Independent civilian review provides new public-police relationship framework
May 17, 2021 By Blue Line Staff
May 17, 2021 – On April 9, the Gloria J. Epstein, a supernumerary judge of the Court of Appeal for Ontario, submitted her report of the Independent Civilian Review into Missing Person Investigations, Missing and Missed. This included a review, analysis, and 151 recommendations.
Some services, including Toronto Police Service (TPS) has committed to implementing all the recommendations and, as the report points out, are already made some positive changes.

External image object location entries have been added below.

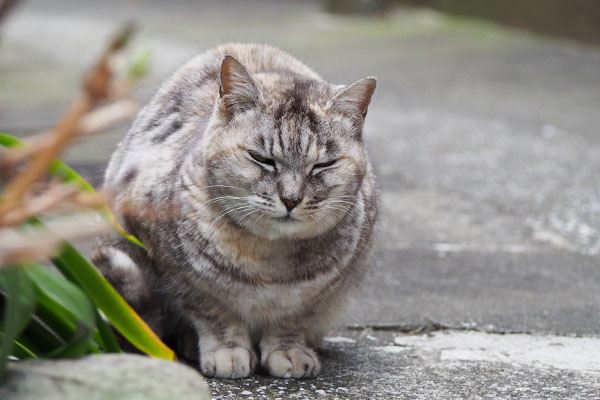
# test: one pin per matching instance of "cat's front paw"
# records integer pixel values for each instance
(228, 362)
(296, 362)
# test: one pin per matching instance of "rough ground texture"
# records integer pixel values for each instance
(487, 145)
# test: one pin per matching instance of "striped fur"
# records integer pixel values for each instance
(248, 179)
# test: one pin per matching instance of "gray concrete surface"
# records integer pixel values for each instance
(487, 146)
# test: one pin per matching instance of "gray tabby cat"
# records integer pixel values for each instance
(248, 179)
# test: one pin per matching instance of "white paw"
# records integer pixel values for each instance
(296, 362)
(228, 362)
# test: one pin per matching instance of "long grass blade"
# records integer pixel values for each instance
(107, 299)
(19, 303)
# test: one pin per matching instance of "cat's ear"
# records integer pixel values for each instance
(353, 100)
(237, 91)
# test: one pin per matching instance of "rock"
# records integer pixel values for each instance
(106, 376)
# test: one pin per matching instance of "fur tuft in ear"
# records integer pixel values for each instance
(237, 92)
(354, 100)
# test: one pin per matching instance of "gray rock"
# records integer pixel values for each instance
(106, 376)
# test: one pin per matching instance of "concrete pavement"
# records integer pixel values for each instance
(487, 146)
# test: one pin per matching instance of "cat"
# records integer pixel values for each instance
(247, 178)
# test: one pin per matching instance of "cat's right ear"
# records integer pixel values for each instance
(237, 91)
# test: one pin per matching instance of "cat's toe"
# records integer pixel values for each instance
(293, 363)
(229, 363)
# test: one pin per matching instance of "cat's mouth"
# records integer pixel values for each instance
(285, 219)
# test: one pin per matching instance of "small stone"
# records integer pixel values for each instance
(103, 376)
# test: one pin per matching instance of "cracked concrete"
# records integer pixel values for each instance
(486, 142)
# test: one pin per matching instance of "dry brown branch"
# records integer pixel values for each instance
(103, 118)
(97, 86)
(58, 198)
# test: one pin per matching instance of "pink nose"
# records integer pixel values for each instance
(290, 203)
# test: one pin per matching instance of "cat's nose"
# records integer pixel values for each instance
(290, 203)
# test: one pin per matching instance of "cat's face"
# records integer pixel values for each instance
(285, 158)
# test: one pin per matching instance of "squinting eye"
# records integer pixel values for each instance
(325, 164)
(261, 159)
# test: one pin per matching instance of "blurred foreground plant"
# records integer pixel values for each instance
(44, 313)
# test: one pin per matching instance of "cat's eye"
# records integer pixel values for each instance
(261, 159)
(320, 166)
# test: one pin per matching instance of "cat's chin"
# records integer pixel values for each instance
(277, 228)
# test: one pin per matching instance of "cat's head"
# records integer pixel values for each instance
(284, 155)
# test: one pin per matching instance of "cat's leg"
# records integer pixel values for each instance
(285, 354)
(225, 348)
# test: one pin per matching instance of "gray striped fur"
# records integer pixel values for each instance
(255, 282)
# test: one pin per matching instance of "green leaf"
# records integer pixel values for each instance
(105, 336)
(65, 309)
(107, 299)
(140, 64)
(19, 303)
(68, 175)
(9, 141)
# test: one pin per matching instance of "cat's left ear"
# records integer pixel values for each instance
(237, 90)
(353, 101)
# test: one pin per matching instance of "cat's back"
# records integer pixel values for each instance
(173, 121)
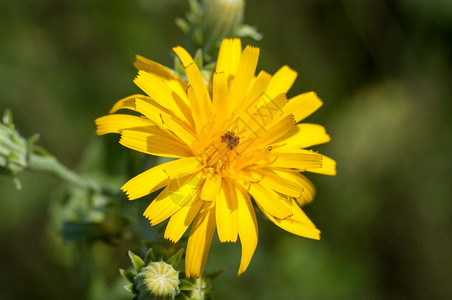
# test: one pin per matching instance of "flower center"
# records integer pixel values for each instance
(230, 139)
(219, 154)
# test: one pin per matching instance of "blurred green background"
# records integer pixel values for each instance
(384, 71)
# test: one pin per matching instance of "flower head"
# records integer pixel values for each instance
(242, 139)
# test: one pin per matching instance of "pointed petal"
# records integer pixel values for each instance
(164, 120)
(244, 77)
(304, 135)
(270, 201)
(303, 105)
(281, 81)
(248, 230)
(279, 184)
(142, 63)
(181, 220)
(328, 167)
(226, 213)
(256, 96)
(155, 141)
(196, 80)
(229, 56)
(220, 94)
(127, 103)
(179, 193)
(159, 176)
(301, 181)
(211, 188)
(118, 122)
(200, 239)
(160, 92)
(269, 135)
(298, 159)
(298, 224)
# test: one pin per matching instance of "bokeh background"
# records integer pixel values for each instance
(384, 71)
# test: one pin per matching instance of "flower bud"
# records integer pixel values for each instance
(153, 280)
(158, 280)
(221, 19)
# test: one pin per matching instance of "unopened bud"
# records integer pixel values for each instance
(221, 19)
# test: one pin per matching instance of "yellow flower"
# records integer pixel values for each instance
(239, 139)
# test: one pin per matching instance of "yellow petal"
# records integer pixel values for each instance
(155, 141)
(304, 135)
(159, 176)
(308, 189)
(211, 188)
(226, 213)
(162, 94)
(281, 185)
(179, 193)
(248, 230)
(281, 81)
(298, 224)
(303, 105)
(229, 56)
(254, 98)
(118, 122)
(298, 159)
(219, 94)
(259, 117)
(127, 103)
(328, 167)
(244, 77)
(269, 135)
(196, 80)
(142, 63)
(270, 201)
(181, 220)
(157, 114)
(199, 241)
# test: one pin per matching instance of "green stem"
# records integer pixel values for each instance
(51, 165)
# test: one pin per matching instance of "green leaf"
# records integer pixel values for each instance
(149, 256)
(198, 58)
(183, 25)
(182, 296)
(130, 288)
(127, 275)
(137, 262)
(248, 31)
(214, 275)
(186, 285)
(175, 259)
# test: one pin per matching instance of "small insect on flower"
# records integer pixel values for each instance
(239, 142)
(230, 139)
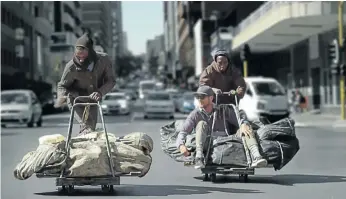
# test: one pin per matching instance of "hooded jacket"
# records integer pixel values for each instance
(81, 79)
(225, 81)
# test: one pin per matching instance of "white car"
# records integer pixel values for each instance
(115, 103)
(20, 107)
(264, 97)
(159, 104)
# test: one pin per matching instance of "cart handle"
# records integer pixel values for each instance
(232, 92)
(81, 98)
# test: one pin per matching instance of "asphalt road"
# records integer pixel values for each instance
(318, 170)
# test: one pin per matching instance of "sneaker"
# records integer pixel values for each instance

Serving with Pride (SWP), a provincial not-for-profit organization of 2SLGBTQ+ police and law enforcement, said they applaud the commitment by TPS and the Toronto Police Association, and “strongly encourage them to include 2SLGBTQ+ and marginalized TPS employees, in addition to civilians, as members of all consultative or implementation committees that have or will be formed”.
“Serving with Pride is acutely concerned, as well not surprised, with the findings related to the policies and practices that were exposed as discriminatory and the divested care by TPS of the 2SLGBTQ+ and other vulnerable communities and individuals, including police personnel, that was found to be prevalent,” said Jean Turner, SWP spokesperson. “We are confident that the same systemic discrimination against the 2SLGBTQ+ and other marginalized and vulnerable groups, would be uncovered at any given police service across this country if there were to be the same thorough review.”
While the report is focused on Missing Person cases in Toronto, they are also encouraging all Canadian police services to review their own policies and practices for such cases and make the necessary changes required to prevent the same disservice and disgrace that occurred here.
“Missing and Missed is a gift that provides every police service with many realistic recommendations they can deploy to rebuild their relationship with those communities that do not trust police or do not feel protected by policing services,” said the SWP in a press release. “SWP strongly encourages all Canadian services and associations to read all four volumes of the report to learn, and most importantly, to make real change for equity, diversity, and inclusion.”